Antarctic visit 'exhilarating, frustrating'

Landscape photographer Andris Apse among his Antarctic images on display at Otago Museum. Photo...
Landscape photographer Andris Apse among his Antarctic images on display at Otago Museum. Photo by Craig Baxter.
There can be few more frustrating experiences for an extreme landscape photographer than being stuck on the floor of a helicopter whirring over the Antarctic, watching through a small window as a perfect image slowly slips from view.

Yet that was the experience for Latvian-born award-winning photographer Andris Apse, now living at Okarito, on the South Island's West Coast, who is exhibiting a collection of 40 photographs at Otago Museum taken during two trips to the ice.

Speaking to the Otago Daily Times, Mr Apse said he had been fortunate to win a place on an Antarctica New Zealand expedition to the icy continent in February last year, lasting one month.

It was his second trip to the ice, following a three-week venture in 2004, that had together resulted in a series of spectacular landscape photographs highlighting the continent's extraordinary rugged beauty.

Staying at Scott Base, he and the Antarctica New Zealand film crew - who were producing a documentary - flew by helicopter for up to eight hours each day to some of the most stunning sites within range.

The trip involved brief sorties on the ground, wandering through towering 20m cliffs of fragile and weather-sculpted ice, or encountering wildlife, including sometimes overly-inquisitive penguins.

Other photographs were taken from the air, although the Antarctica New Zealand film crew's requirements meant Mr Apse was forced to take his photographs through a small letterbox of a window, reached only by lying on the helicopter floor.

The pilot would sometimes oblige Mr Apse's requests by tilting the helicopter left or right, to help the angle of his shots, but only if it meant filming would not be interrupted.

When filming was under way, Mr Apse could only snatch whatever images he could, or watch as otherwise stunning landscapes were left to slide away, out of sight and out of reach of his lens.

"I was always seeing opportunities slip by because they were in the middle of a filming sequence and we would not get back to them.

"It was exhilarating and frustrating at the same time."

Even on the ground, the imminent threat of weather closing in around them meant the group were unable to venture more than a few hundred metres from their set-down points, where a pile of emergency supplies was also dropped.

One striking image taken from the ground, of menacing cloud formations rolling in over the icy landscape, was snapped moments before the group retreated to their helicopter and fled, to avoid being trapped by the approaching weather, he said.

Despite the difficulties, Mr Apse could only marvel at his surroundings during field expeditions spent away from Scott Base, camping on the ice.

"It's the only place I have been that I can't survive without help, because you can't live off the land there.

"There's just nothing.
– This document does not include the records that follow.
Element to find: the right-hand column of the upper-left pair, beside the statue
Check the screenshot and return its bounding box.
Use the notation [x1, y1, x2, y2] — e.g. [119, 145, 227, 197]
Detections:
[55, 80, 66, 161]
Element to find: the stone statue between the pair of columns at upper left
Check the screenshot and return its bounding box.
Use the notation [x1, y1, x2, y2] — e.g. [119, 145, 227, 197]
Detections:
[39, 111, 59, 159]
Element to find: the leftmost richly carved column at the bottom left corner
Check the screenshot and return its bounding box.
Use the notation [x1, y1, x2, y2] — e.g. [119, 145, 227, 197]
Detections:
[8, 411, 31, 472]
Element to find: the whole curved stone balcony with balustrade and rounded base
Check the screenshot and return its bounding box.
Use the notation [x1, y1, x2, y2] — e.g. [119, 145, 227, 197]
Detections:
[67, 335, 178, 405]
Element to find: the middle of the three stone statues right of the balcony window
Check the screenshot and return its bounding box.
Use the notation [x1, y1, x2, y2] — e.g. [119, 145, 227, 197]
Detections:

Inland, it's a desert. There's not even any water without a fire.

"I lay in my two sleeping bags in a tent and thought of the early guys that went out there, with their . . . skin sleeping bags and frost-encrusted clothes they had to climb into every day.
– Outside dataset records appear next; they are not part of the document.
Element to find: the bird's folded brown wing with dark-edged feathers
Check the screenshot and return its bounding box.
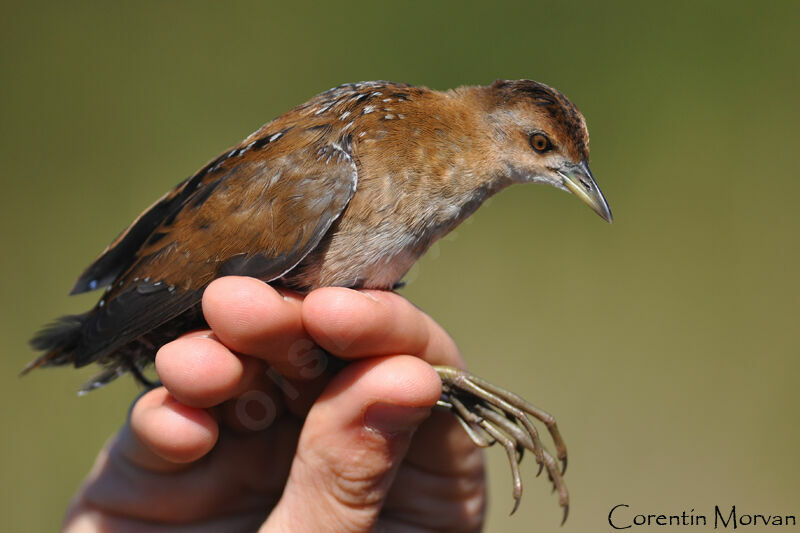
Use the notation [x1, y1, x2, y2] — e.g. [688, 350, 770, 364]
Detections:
[74, 131, 357, 366]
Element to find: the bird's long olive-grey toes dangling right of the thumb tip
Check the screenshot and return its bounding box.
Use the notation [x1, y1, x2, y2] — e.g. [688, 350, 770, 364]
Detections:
[434, 366, 569, 523]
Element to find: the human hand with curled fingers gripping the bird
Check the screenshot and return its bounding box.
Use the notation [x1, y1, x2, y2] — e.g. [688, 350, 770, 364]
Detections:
[63, 277, 486, 533]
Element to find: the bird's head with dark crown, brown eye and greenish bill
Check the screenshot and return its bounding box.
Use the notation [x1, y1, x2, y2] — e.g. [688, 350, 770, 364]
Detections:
[488, 80, 612, 222]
"I was only out there three or four days and these guys were doing it for months on end."

The Antarctic trips were the culmination of 26 years' work as an extreme landscape photographer, chasing images around New Zealand and further afield, including Australia, India, Russia, nature reserves and World Heritage Sites.

His work has won awards including the Animal Behaviour award in the International Wildlife Photographer of the Year competition, run by London's Natural History Museum.

Other awards have come from Hong Kong, New York, Germany and Japan, and his photographs of New Zealand landscapes were used in Lord of the Rings promotional imagery on Air New Zealand aircraft.

His Antarctic photographs were on display for the Otago Museum's Andris Apse: Focus on a Frozen Land exhibition.